Some think that someone needs to be an unrelenting "homer" to be a fan. I, well, disagree. I remember getting a couple glares from people around me when I tried to stand up for the ref, even when the call went against United.

Apparently, when a DCU player goes down, it's a terrible foul that needs a card. When an opposing player goes down, it's diving. Every time.

At 23 April, 2007 14:17, Anonymous haveyouseenlucky said...

You think too much.

I am a fan because it's fun.

At 23 April, 2007 14:35, Anonymous Joanna said...

But, lucky, if D didn't think so much, what would we read while avoiding doing work?

Sean: when a DCU player goes down, it's definitely a terrible foul that needs a card. Sometimes after the second or third replay it becomes less awful, even to the point where it may be possible to admit he just slipped and fell down. It's funny how that works.

At 23 April, 2007 16:55, Blogger D said...

Lucky: Of course I think too much. I write a soccer blog. It isn't all Talking Heads lyrics, y'know.

At 23 April, 2007 17:41, Blogger The Manly Ferry said...

In case you're interested in another baseline definition of a fan, here's my stab at it: someone who buys a ticket to a sporting event featuring the same team more than, oh, three times in a given season with the basic intention of going to see said team.

Really, I'll go see whomever is in reach and within my life and income budget. When the teams in question sucks, I have fun; when the team wins, I may or may not have more fun - it all depends really. I'm a pretty basic animal.

Hell, I'd chuck the three-game minimum in a pinch. Anyone who can be bothered to know with ballpark certainty how Team X is doing in the current season counts for me.

And season-ticket holders: dang me, that's a "super fan." I've only managed that status three times in my life.

P.S. If you know Aaron Stoller personally, tell him some random dude in Portland, Oregon appreciates him typing out his thoughts.

At 23 April, 2007 17:47, Anonymous Laurie said...

"There is a team in my head that I am supporting that may have nothing to do with what is on the field or is being managed."
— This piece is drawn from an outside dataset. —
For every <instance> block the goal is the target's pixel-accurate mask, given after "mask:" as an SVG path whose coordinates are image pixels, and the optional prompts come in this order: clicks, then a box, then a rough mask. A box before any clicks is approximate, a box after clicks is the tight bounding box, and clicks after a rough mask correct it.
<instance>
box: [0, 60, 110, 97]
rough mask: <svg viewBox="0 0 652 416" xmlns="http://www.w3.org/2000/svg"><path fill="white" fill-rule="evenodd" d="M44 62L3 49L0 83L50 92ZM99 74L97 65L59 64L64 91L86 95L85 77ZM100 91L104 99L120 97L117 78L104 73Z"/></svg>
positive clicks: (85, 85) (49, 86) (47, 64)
Interesting thought. I'm wondering if there is a male/female dichotomy here. For me to support a team, I have to support the people on the team. Or at least the majority of them. I have to feel I have some idea of who I'm supporting, or my emotions can't be engaged. (Okay, granted, there's no guarantee my idea of who they are is related to reality. But still. It's all about what my heart thinks.)

This is one of the reasons it's easier for me to support MLS than, say, MLB. You know off the bat that if somebody's making minimum wage to play, they're doing it because they love it. And that love of the game makes me value the player more and feel more connected to the team.

Although my favorite player in the universe is/was Zidane, and he didn't make pennies, so I guess this shoots that theory all to hell. But that's a whole 'nother story.

At 25 April, 2007 09:30, Anonymous Goose said...

Well, I certainly regret (and apologize for) going so far as to call Aaron a douchebag. I do feel, however, that there's a different standard among writers when it comes to fandom.

A a blog like this, while a "fan" site, is somewhere where objectivity and criticism has a natural home as it's got a certain amount of "neutrality" to it. I expect a different standard from commentary on an official supporters' club website. It doesn't need to be pollyanna-ish, but such a sharp reaction to bad early results seems unfitting for a place where unrelenting loyalty is the idea behind such a group.

I guess I was largely upset by the undertone that the club "owed" the writer something.